Let’s begin with Europe, where most countries have been subsidizing the press, both directly and indirectly, for decades. In Scandinavia and a few central European countries, some newspapers receive lump sums from the government. Sweden has a particularly streamlined subsidy system that was implemented in 1971. Karl Erik Gustafsson, a professor of media economics at Jönköping International Business School, created the system, which was designed to preserve newspaper pluralism by allocating money to all papers except the dominant paper in a given region or city. Since these subsidies have been in place, there has been a substantial reduction in newspaper closures, and Sweden has avoided the inevitable effect of the free market on the daily press: the one-newspaper town.
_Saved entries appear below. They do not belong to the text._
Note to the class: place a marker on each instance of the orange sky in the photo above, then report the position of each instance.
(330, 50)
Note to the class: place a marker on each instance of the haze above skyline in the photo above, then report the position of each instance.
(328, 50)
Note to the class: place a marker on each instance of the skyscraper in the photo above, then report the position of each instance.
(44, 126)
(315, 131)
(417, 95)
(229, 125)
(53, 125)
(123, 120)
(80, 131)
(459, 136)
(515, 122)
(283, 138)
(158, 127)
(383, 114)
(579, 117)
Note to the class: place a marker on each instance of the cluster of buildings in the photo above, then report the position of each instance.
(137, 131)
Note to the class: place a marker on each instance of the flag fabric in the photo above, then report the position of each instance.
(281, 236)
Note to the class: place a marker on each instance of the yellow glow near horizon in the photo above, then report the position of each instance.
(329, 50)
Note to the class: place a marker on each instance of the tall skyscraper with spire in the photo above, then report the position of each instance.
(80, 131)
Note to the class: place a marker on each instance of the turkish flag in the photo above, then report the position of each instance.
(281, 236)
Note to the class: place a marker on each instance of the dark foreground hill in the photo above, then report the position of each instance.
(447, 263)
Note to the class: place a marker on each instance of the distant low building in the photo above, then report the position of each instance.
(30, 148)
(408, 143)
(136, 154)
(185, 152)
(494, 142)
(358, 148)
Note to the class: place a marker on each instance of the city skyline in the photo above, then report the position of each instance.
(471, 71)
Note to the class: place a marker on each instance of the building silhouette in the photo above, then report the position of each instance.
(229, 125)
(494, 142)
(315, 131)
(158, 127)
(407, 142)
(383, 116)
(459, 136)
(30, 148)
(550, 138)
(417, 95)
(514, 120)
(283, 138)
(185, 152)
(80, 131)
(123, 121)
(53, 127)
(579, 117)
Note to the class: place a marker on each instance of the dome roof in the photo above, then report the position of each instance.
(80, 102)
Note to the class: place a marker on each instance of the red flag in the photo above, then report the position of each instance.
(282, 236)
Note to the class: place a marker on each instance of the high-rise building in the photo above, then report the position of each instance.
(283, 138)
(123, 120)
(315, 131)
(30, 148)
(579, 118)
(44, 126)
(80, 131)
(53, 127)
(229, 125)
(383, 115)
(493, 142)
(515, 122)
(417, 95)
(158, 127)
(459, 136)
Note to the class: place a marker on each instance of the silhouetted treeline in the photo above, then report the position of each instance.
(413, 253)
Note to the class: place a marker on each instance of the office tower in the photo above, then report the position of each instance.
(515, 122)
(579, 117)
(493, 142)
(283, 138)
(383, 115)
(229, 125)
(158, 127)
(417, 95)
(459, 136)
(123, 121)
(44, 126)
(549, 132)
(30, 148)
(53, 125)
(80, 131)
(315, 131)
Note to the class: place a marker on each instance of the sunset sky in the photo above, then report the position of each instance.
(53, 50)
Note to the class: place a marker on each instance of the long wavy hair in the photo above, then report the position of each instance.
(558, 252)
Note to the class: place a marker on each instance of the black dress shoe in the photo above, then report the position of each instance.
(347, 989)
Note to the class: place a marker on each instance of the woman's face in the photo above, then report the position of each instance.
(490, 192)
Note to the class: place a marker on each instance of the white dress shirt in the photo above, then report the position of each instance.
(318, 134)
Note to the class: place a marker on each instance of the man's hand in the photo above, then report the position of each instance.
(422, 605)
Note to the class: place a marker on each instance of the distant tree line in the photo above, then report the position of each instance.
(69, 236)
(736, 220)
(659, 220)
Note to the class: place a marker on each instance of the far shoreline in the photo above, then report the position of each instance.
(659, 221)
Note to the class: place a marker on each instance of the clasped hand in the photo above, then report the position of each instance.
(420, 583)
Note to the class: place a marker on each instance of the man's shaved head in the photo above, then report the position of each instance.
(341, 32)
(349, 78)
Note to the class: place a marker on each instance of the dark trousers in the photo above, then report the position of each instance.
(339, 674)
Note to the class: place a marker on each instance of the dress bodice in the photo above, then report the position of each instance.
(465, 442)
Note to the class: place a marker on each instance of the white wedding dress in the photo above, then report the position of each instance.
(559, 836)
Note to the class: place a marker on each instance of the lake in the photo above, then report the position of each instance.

The subsidies are distributed by The Press Subsidies Council, an administrative governmental body, and are based on circulation and revenue data. “The rules are automatic,” explains Gustafsson. “They are in no way subjective. It’s an open system and every newspaper knows exactly what the subsidy will be this year and the coming year. I think the newspapers have become stronger in their criticism of the political parties due to the state subsidies. Earlier, they were more partisan, more dependent on the money from the parties.” (Historically, newspapers in Europe received substantial funding from political parties, as they once did in the U.S.) “Now they can say, ‘We don’t care. We get our money from the state.’” Hallin, who specializes in comparative media systems, observed that when the press subsidies were introduced, it was “exactly in that period that there was a shift in Scandinavia toward a more adversarial press. It is actually very strong evidence that press subsidies don’t lead journalists to be timid.”
Newspapers in most European countries also benefit from a reduction in or an exemption from the Value Added Tax, which ranges from approximately 15 to 25 percent. Other press subsidies in Europe include corporate tax exemptions, grants for start-up ventures or technological innovations, state loans, grants for journalism research and training, and regulations requiring that government advertising appear in multiple publications. (In France, individual journalists enjoy a substantial income-tax deduction.)
In addition, all European countries have robust and well-funded public broadcasting systems that dwarf America’s. The U.K. spends nearly $7 billion a year on public broadcasting—the money comes from an annual television tax—while the U.S. Congress allocates roughly $480 million. Certainly, the BBC has had its problems, most notably during the Thatcher era, but the value of the BBC’s news and investigative programming surely outweighs the harm from the handful of instances in which government tried to influence or censor content. “The BBC is at least as independent politically if not perhaps somewhat more independent than the commercial networks in the U.S.,” says Hallin. “People assume that if the government pays for it, it will control it, and so the media will be less free. The truth is that the experience of European countries suggests that’s not actually the case.”
In addition to the valuable models of press support in Europe, there are scholars and journalists in the United States who are devising governmental solutions of their own. Free Press has been developing a new model of funding for public broadcasting and public-service journalism that would reduce political influence by eliminating the congressional appropriations process and politically appointed leadership. It proposes establishing an independent trust, funded by a ten-year tax on broadcast advertising revenue. Many European countries raise funds for media subsidies through a tax on advertisers. (In the U.S., the government does not tax advertisers or advertising revenue but does allow businesses to deduct all advertising expenses.)